Serencwtch · 06/03/2025 21:25

I'm disabled but not particularly resilient or strong. I'm not an 'inspiration' I'm just a normal, boring average person with a disability.

I think you are for just being. Please don't hate me! I don't think you're a scrounger or useless or anything. I think you've been dealt a tough hand and you carry on. That, to me, is courage and strength.

OP posts:
Burntt · 08/03/2025 05:37

Yeah I don't want to be called strong. In my experience it means wow that's shit I'm not actually going to help you though. Also the "I couldn't do what you do" re disabled kids I agree with pp what else can we do really?

I just want to be normal. I want my children to get the education every other child can access yet is denied many disabled children because school "can't meet needs". I want to pay off my mortgage snd into a pension not be worried about my old age.

Literally only positive I can think of is the peer support and advice. I've had no help for my disabled child really from services but other parents of kids like him have given good advice on bits and pieces. Same with my own problems can't get information out of drs but anonymous online questions about managing hygiene and changing clothes etc when physically limited has been life changing with links to aids. I think disabled people are really empathetic and considerate when asked for advice or they see you struggling

Whatevershallidowithmylife · 08/03/2025 05:58

Fabulous idea for a thread! I’ve worked full time since I was 16, now 52. Started in a bakery counter and finished Senior Management.

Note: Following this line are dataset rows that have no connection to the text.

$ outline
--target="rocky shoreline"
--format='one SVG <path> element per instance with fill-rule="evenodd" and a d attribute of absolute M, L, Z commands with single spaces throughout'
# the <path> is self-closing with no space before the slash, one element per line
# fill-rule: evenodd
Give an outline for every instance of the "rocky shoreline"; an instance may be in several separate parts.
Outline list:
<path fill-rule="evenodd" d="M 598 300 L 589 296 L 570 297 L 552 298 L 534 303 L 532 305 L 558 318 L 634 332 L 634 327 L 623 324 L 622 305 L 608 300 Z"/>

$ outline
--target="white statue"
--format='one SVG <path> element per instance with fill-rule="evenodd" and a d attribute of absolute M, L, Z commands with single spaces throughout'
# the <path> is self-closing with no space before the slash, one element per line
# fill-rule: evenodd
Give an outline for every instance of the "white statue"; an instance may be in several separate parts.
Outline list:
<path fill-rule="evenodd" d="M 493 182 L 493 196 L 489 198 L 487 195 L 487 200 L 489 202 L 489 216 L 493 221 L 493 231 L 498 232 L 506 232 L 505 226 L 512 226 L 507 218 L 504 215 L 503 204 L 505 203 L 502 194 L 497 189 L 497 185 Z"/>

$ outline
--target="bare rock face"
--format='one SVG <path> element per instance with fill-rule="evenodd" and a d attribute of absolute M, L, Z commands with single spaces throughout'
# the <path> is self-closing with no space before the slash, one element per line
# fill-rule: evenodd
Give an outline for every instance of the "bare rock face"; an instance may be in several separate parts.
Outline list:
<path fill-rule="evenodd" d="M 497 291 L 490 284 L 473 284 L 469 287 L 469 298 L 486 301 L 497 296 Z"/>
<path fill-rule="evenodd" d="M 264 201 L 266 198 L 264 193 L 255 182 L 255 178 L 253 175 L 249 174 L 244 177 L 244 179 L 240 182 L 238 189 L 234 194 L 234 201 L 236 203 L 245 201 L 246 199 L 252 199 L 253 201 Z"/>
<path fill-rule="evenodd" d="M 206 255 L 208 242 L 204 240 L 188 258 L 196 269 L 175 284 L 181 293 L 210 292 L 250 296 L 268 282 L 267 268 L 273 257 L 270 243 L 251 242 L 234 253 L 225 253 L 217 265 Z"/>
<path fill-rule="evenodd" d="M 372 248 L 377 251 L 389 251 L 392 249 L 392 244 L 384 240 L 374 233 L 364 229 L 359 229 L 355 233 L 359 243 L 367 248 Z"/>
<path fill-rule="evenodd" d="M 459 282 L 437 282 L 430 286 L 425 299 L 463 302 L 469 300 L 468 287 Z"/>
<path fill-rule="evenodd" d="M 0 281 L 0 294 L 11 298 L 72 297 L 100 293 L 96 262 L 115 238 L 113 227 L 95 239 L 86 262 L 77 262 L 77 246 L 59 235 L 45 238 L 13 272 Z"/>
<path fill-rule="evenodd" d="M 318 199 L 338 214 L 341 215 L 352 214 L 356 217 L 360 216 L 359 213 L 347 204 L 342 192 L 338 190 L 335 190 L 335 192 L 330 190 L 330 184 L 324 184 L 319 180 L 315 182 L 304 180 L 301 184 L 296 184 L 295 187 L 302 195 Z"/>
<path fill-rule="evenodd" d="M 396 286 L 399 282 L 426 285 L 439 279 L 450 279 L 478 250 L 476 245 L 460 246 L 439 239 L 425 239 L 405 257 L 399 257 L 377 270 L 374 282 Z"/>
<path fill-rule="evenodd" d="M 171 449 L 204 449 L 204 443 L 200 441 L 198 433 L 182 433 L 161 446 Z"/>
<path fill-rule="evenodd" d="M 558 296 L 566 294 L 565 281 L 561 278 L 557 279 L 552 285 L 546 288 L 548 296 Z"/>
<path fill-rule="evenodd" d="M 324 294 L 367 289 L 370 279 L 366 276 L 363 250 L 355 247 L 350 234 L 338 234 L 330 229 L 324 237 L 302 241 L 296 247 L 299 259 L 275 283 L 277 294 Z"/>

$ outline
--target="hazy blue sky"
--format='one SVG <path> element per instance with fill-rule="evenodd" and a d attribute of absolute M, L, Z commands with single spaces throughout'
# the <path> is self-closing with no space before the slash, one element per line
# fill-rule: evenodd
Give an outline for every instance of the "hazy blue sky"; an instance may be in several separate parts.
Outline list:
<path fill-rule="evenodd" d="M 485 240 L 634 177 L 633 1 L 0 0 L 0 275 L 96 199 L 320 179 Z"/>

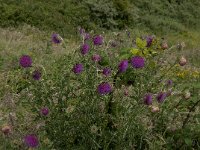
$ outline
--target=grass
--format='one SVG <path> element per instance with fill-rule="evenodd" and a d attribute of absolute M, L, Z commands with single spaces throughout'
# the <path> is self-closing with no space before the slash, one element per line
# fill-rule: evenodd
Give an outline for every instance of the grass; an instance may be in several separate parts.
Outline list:
<path fill-rule="evenodd" d="M 116 31 L 116 32 L 118 32 L 118 31 Z M 137 37 L 138 35 L 148 34 L 148 33 L 143 32 L 143 31 L 134 30 L 134 31 L 132 31 L 132 34 Z M 111 32 L 106 33 L 104 35 L 106 37 L 112 37 Z M 185 33 L 185 34 L 165 35 L 165 38 L 169 41 L 170 45 L 173 45 L 174 43 L 177 43 L 180 41 L 185 41 L 187 47 L 183 51 L 175 50 L 175 53 L 173 53 L 173 55 L 184 54 L 187 58 L 189 58 L 189 61 L 193 60 L 188 67 L 196 66 L 195 68 L 200 69 L 199 61 L 197 58 L 197 54 L 199 51 L 199 49 L 198 49 L 199 48 L 199 46 L 198 46 L 198 37 L 199 36 L 200 35 L 198 32 L 196 32 L 194 34 L 193 34 L 193 32 L 188 32 L 187 34 Z M 64 41 L 65 41 L 64 45 L 54 45 L 52 47 L 52 46 L 50 46 L 50 43 L 51 43 L 50 37 L 51 37 L 51 33 L 42 32 L 39 29 L 30 27 L 30 26 L 24 26 L 20 29 L 0 28 L 0 39 L 1 39 L 0 40 L 0 45 L 1 45 L 1 47 L 0 47 L 0 54 L 1 54 L 0 90 L 1 90 L 1 95 L 0 96 L 2 99 L 1 103 L 0 103 L 0 108 L 1 108 L 0 125 L 4 124 L 5 122 L 7 122 L 7 120 L 10 119 L 9 115 L 8 115 L 10 112 L 14 112 L 13 114 L 11 114 L 13 116 L 12 118 L 15 118 L 15 115 L 17 115 L 16 116 L 17 119 L 16 120 L 14 119 L 14 121 L 15 121 L 14 132 L 18 133 L 16 135 L 14 135 L 15 137 L 17 137 L 17 140 L 15 138 L 15 141 L 14 141 L 16 149 L 23 145 L 23 141 L 21 140 L 21 137 L 24 134 L 32 132 L 32 130 L 37 128 L 38 125 L 41 125 L 41 128 L 42 128 L 42 123 L 43 123 L 42 120 L 40 120 L 39 123 L 36 122 L 34 120 L 35 114 L 31 115 L 32 107 L 27 104 L 27 99 L 30 98 L 33 101 L 35 100 L 33 97 L 31 97 L 32 93 L 29 93 L 30 95 L 28 94 L 30 97 L 26 97 L 27 96 L 26 92 L 29 92 L 29 91 L 26 91 L 26 89 L 24 89 L 20 93 L 15 93 L 15 91 L 17 91 L 18 88 L 21 88 L 21 86 L 24 86 L 24 85 L 29 85 L 30 86 L 29 88 L 31 90 L 34 89 L 34 86 L 37 86 L 35 84 L 33 86 L 31 86 L 30 83 L 24 82 L 24 80 L 21 78 L 19 79 L 19 77 L 21 77 L 23 74 L 23 72 L 21 72 L 20 68 L 18 67 L 19 57 L 22 54 L 29 54 L 30 56 L 32 56 L 34 58 L 34 60 L 33 60 L 35 62 L 34 67 L 44 67 L 45 68 L 45 77 L 44 77 L 45 80 L 43 80 L 45 82 L 43 82 L 44 87 L 42 86 L 42 88 L 41 88 L 41 91 L 44 92 L 43 98 L 45 98 L 45 96 L 47 96 L 47 98 L 49 98 L 48 97 L 49 95 L 55 94 L 54 95 L 55 99 L 56 99 L 56 94 L 59 95 L 60 94 L 59 92 L 63 91 L 63 89 L 60 86 L 64 86 L 62 84 L 64 83 L 63 81 L 67 80 L 67 75 L 68 75 L 67 69 L 69 69 L 68 67 L 72 67 L 71 66 L 72 64 L 67 64 L 66 67 L 63 67 L 63 66 L 66 65 L 66 63 L 68 63 L 71 60 L 80 59 L 79 57 L 69 58 L 69 60 L 67 59 L 68 57 L 65 58 L 66 55 L 72 54 L 75 49 L 79 49 L 80 43 L 79 43 L 78 38 L 77 39 L 74 39 L 74 38 L 73 39 L 64 39 Z M 191 50 L 193 51 L 193 53 L 191 53 Z M 169 56 L 170 56 L 170 54 L 169 54 Z M 63 68 L 66 70 L 63 70 Z M 61 74 L 59 74 L 58 72 L 61 72 Z M 56 76 L 52 76 L 53 73 Z M 62 76 L 64 76 L 64 78 Z M 48 81 L 50 83 L 48 83 L 46 81 Z M 86 81 L 88 83 L 90 82 L 88 80 L 86 80 Z M 96 80 L 94 80 L 94 82 L 95 81 Z M 48 84 L 49 84 L 49 87 L 47 86 Z M 75 83 L 74 85 L 71 85 L 71 83 L 67 82 L 66 84 L 67 84 L 67 86 L 72 86 L 73 88 L 76 88 L 76 86 L 78 86 L 77 83 Z M 45 86 L 47 86 L 47 87 L 45 87 Z M 199 88 L 200 83 L 196 82 L 196 83 L 192 83 L 192 85 L 191 85 L 191 83 L 185 84 L 186 88 L 191 88 L 193 86 L 195 88 Z M 4 87 L 6 87 L 6 88 L 4 88 Z M 38 88 L 39 88 L 39 86 L 38 86 Z M 46 88 L 48 91 L 45 91 L 45 89 L 43 89 L 43 88 Z M 130 87 L 130 88 L 133 88 L 133 90 L 134 90 L 135 87 Z M 142 112 L 144 114 L 141 113 L 136 118 L 131 120 L 132 123 L 138 122 L 135 124 L 135 126 L 129 126 L 129 125 L 123 126 L 122 124 L 124 124 L 124 123 L 120 122 L 119 124 L 121 124 L 124 127 L 123 129 L 121 129 L 120 132 L 122 132 L 124 134 L 124 136 L 130 137 L 130 138 L 135 138 L 135 137 L 133 137 L 132 134 L 124 132 L 129 129 L 135 131 L 135 134 L 138 134 L 138 136 L 140 136 L 140 138 L 141 138 L 140 140 L 137 139 L 135 142 L 140 143 L 140 144 L 148 143 L 150 145 L 150 149 L 155 149 L 156 147 L 162 148 L 162 146 L 166 146 L 166 143 L 169 142 L 170 139 L 163 139 L 164 136 L 161 134 L 153 134 L 152 136 L 149 137 L 149 139 L 146 139 L 149 141 L 143 141 L 142 138 L 143 138 L 143 135 L 146 134 L 146 132 L 151 134 L 150 131 L 146 130 L 146 128 L 148 127 L 149 121 L 151 121 L 148 118 L 149 114 L 148 114 L 148 112 L 146 112 L 147 110 L 144 107 L 142 107 L 140 109 L 140 107 L 137 107 L 136 104 L 134 104 L 136 107 L 132 106 L 132 107 L 134 107 L 135 112 L 131 113 L 131 109 L 129 107 L 131 107 L 130 104 L 133 104 L 132 99 L 134 99 L 134 98 L 128 99 L 126 97 L 123 97 L 122 94 L 120 95 L 120 91 L 122 91 L 122 90 L 123 89 L 120 89 L 119 93 L 117 93 L 117 92 L 115 93 L 116 94 L 115 96 L 119 98 L 116 101 L 117 102 L 122 101 L 123 102 L 122 105 L 126 106 L 127 107 L 126 109 L 130 110 L 130 112 L 129 111 L 124 112 L 124 113 L 127 113 L 127 116 L 129 116 L 129 117 L 121 118 L 122 121 L 123 121 L 123 119 L 124 119 L 124 121 L 128 121 L 126 119 L 130 119 L 130 120 L 133 119 L 131 117 L 131 115 L 132 115 L 132 113 L 134 115 L 138 114 L 137 111 Z M 14 91 L 15 94 L 13 94 L 12 91 Z M 40 91 L 38 91 L 38 93 L 39 92 Z M 45 92 L 47 92 L 47 93 L 45 93 Z M 71 103 L 70 105 L 76 106 L 76 105 L 79 105 L 79 103 L 80 103 L 80 105 L 85 106 L 84 103 L 81 103 L 81 101 L 83 100 L 83 99 L 81 99 L 82 98 L 81 96 L 85 96 L 85 95 L 84 95 L 84 93 L 83 93 L 83 95 L 81 95 L 81 91 L 79 91 L 79 92 L 80 93 L 78 93 L 78 94 L 80 94 L 80 95 L 77 97 L 77 99 L 71 100 L 69 97 L 69 103 Z M 87 92 L 87 91 L 85 91 L 85 92 Z M 47 95 L 45 95 L 45 94 L 47 94 Z M 137 93 L 135 93 L 135 94 L 137 94 Z M 92 98 L 88 98 L 88 97 L 84 97 L 84 98 L 92 99 Z M 94 95 L 94 99 L 95 98 L 96 98 L 96 95 Z M 196 98 L 198 98 L 198 97 L 197 96 L 193 97 L 191 101 L 195 101 Z M 177 100 L 174 100 L 174 101 L 177 102 Z M 87 105 L 90 106 L 90 105 L 94 104 L 94 100 L 92 102 L 88 103 Z M 185 101 L 184 105 L 191 107 L 192 104 L 190 104 L 189 102 L 187 103 L 187 101 Z M 5 107 L 5 106 L 7 106 L 7 107 Z M 94 107 L 96 108 L 97 106 L 94 105 Z M 181 106 L 181 107 L 183 107 L 183 106 Z M 119 108 L 121 109 L 122 106 L 120 106 Z M 94 108 L 92 108 L 91 110 L 88 110 L 88 109 L 84 110 L 84 113 L 90 112 L 91 110 L 93 112 L 95 112 Z M 164 107 L 162 109 L 164 109 Z M 199 111 L 198 109 L 196 110 L 197 112 Z M 120 112 L 120 110 L 117 110 L 117 111 Z M 84 119 L 85 118 L 87 119 L 87 117 L 88 117 L 88 116 L 84 115 L 84 113 L 83 114 L 75 114 L 75 116 L 79 117 L 80 120 L 84 121 Z M 188 111 L 185 110 L 184 113 L 188 113 Z M 147 114 L 147 116 L 146 116 L 146 114 Z M 82 117 L 80 117 L 79 115 Z M 89 114 L 89 117 L 90 116 L 92 118 L 94 117 L 93 114 Z M 55 117 L 58 117 L 58 116 L 55 116 Z M 59 123 L 61 123 L 61 124 L 62 124 L 62 120 L 64 120 L 64 118 L 62 118 L 62 117 L 67 117 L 68 119 L 72 119 L 74 116 L 72 118 L 70 118 L 71 117 L 70 115 L 69 116 L 60 116 L 60 118 L 58 117 L 57 121 L 59 121 Z M 160 116 L 158 116 L 158 117 L 160 117 Z M 179 116 L 179 117 L 181 118 L 182 116 Z M 76 121 L 77 120 L 78 119 L 76 119 Z M 197 118 L 197 120 L 198 120 L 198 118 Z M 73 121 L 74 121 L 74 119 L 72 119 L 70 123 L 73 123 Z M 52 122 L 53 122 L 53 120 L 52 120 Z M 55 124 L 53 124 L 53 123 L 55 123 Z M 51 127 L 55 128 L 54 125 L 56 125 L 57 122 L 53 122 L 53 123 L 51 124 Z M 77 123 L 79 123 L 79 122 L 77 122 Z M 79 124 L 79 126 L 80 126 L 80 124 Z M 84 124 L 83 126 L 86 127 L 87 124 Z M 161 128 L 160 128 L 160 130 L 161 130 Z M 194 127 L 192 126 L 192 128 L 194 128 Z M 74 129 L 76 129 L 76 128 L 74 128 Z M 76 130 L 72 131 L 72 133 L 73 132 L 76 132 Z M 86 137 L 89 137 L 90 133 L 87 130 L 84 130 L 84 133 L 88 133 L 88 135 Z M 57 134 L 57 133 L 55 133 L 55 134 Z M 181 131 L 180 131 L 180 134 L 181 134 Z M 193 133 L 193 132 L 191 132 L 191 134 L 195 135 L 195 133 Z M 0 135 L 0 136 L 3 136 L 3 135 Z M 93 137 L 93 136 L 94 135 L 90 135 L 90 137 Z M 114 138 L 114 136 L 111 136 L 111 137 Z M 52 144 L 51 142 L 48 141 L 48 139 L 45 139 L 45 132 L 40 133 L 40 138 L 42 141 L 41 145 L 43 147 L 40 147 L 39 149 L 45 149 L 46 147 L 48 147 L 49 145 Z M 98 138 L 95 139 L 95 136 L 93 138 L 94 138 L 93 140 L 98 141 Z M 117 139 L 117 137 L 116 137 L 116 139 Z M 59 140 L 62 141 L 62 139 L 58 139 L 58 141 Z M 73 138 L 72 138 L 72 140 L 73 140 Z M 123 142 L 126 143 L 126 141 L 123 141 Z M 188 145 L 190 145 L 190 142 L 191 141 L 189 139 L 189 142 L 187 141 L 186 143 L 189 143 Z M 0 143 L 7 143 L 8 144 L 7 148 L 9 148 L 9 142 L 8 141 L 5 142 L 5 138 L 0 138 Z M 122 145 L 124 143 L 122 143 Z M 93 146 L 94 145 L 97 146 L 95 141 L 92 144 L 93 144 Z M 142 144 L 140 146 L 142 147 Z M 140 146 L 138 146 L 138 149 Z M 3 147 L 0 147 L 0 149 L 3 149 Z"/>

I have had Crohns since my early 20’s and arthritis, pernicious anemia and anxiety and depression from 19 till now. I now have Cancer and have exhausted all treatment options so have limited time left.

Since my terminal diagnosis and giving up work honestly I see where the term work to lives comes from. Luckily I was given some time to make certain changes that I probably would have missed out on. Nothing major or interesting to anyone but me but I’m so, so, grateful to have this time knowing I’m dying.

Really the only thing I’m pissed off about is never having claimed a benefit a day in my life and now I’m getting them all it seems only for to be taken all away! ah well, them the breaks.

DH is snoring beside me and the dawn chorus is just warming up, mrs blackbird particularly busy this morning. Takes the edge off the pain a little bit still too much pain to sleep last night.

Am I strong? Am I brave? Doesn’t matter, I don’t have any say in the matter so it doesn’t bother me if people say this- it obviously makes them feel better saying this so who am I to take that away from them? Don’t sweat the small stuff, know who your friends are and have fun, that’s about the sum of it!